The inept (and negligent) crew of the container ship Dali blamed a power failure for a direct collision that caused the bridge’s immediate collapse. I recall the promises of the federal government to provide all resources necessary to rebuild the bridge. After all this time, I’m sure we got things back up and running, right?  

Well, the Maryland Department of Transportation recently estimated a replacement bridge by fall 2028, nearly four years after the collapse. Nothing has been done yet, not even the construction of a single pier.

This wasn’t just any bridge; it crossed one of the busiest shipping routes in the U.S. It served a major logistics route from the Port of Baltimore. Is there no sense of urgency?

How long did it take to rebuild the Pacific Palisades and surrounding areas after that terrible wildfire at the beginning of the year? Oh, that’s right. Nothing has happened there either, but at least they caught someone allegedly responsible.

29-year-old Jonathan Rinderknecht, the accused arsonist, faces 45 years in prison. I wonder if a few homes will be built by the time he finishes his prison sentence.

And where’s the transparency after the latest Epstein list debacle? Are we to believe that the world’s biggest global sex trafficker had no clients? Is that what you’re telling me—Ack…

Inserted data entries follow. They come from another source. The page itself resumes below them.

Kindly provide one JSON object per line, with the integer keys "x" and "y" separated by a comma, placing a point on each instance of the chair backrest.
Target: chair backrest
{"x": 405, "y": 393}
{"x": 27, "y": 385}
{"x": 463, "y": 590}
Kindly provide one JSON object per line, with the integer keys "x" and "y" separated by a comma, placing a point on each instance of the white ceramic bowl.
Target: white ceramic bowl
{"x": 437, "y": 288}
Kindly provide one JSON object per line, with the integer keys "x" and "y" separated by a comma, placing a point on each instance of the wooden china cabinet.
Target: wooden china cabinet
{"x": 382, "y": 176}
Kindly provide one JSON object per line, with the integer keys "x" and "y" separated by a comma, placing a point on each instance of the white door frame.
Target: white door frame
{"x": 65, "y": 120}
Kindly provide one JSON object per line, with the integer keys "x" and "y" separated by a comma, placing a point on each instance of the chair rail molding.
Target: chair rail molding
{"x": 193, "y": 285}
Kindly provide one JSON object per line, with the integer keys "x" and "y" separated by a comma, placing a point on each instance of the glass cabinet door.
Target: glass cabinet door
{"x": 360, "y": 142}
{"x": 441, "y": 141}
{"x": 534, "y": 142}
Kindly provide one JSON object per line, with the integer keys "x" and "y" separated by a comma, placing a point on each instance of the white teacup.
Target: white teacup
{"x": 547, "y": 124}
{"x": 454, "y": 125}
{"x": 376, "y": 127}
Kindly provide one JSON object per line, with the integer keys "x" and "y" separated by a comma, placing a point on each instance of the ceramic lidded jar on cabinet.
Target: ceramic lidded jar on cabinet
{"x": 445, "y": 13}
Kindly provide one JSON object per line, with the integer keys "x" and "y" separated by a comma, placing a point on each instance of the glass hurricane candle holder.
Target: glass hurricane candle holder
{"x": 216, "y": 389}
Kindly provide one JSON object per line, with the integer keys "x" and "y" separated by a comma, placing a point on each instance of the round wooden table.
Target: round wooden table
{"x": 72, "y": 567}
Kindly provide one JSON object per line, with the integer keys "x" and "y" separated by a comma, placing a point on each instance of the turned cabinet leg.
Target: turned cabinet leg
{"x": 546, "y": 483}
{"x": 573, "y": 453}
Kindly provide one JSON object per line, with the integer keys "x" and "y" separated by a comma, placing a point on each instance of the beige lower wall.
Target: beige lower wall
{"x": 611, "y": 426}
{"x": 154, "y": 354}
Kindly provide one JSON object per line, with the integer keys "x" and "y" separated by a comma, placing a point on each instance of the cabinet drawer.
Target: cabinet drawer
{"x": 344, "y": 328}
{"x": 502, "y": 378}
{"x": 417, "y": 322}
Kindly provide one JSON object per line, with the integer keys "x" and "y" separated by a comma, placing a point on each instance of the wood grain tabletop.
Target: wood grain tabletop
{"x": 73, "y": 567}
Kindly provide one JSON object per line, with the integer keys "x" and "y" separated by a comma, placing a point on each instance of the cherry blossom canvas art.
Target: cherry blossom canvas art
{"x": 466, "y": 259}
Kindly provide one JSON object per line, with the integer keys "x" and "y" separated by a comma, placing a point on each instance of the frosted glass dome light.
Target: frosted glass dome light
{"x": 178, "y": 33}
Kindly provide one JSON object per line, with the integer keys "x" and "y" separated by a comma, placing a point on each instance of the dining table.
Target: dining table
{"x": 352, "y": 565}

Greetings. My name is Vlad Alexandru Ragsdale, and I am a vampire.

I’ve since killed the writer of this blog mid-sentence, tore out his larynx just like that.

Throughout his inane prater, he forgot one special power we vampires possess: the ability to read thoughts. I knew he had long suspected me and my undead wife of being vampires. He had no idea how close he was to the truth.

For over one hundred years, we’ve resided in this neighborhood, and just as we began to settle in, he started interfering in our affairs. I had no choice but to extinguish this menace so that we may live in peace.

Let this be a lesson to not involve yourself in matters you do not understand. The same applies to discussions about bridges, wildfires, corruption, cover-ups, and the like.

I will partake in a Reddit AMA next week, so prepare your questions. Yes, we drink blood and sleep in coffins. It’s not hard to understand.

Some of us have lived for centuries, and I can tell you that it’s not always a good thing. In the meantime, speak not of what you’ve heard here today.

Best wishes & try to have a Happy Halloween.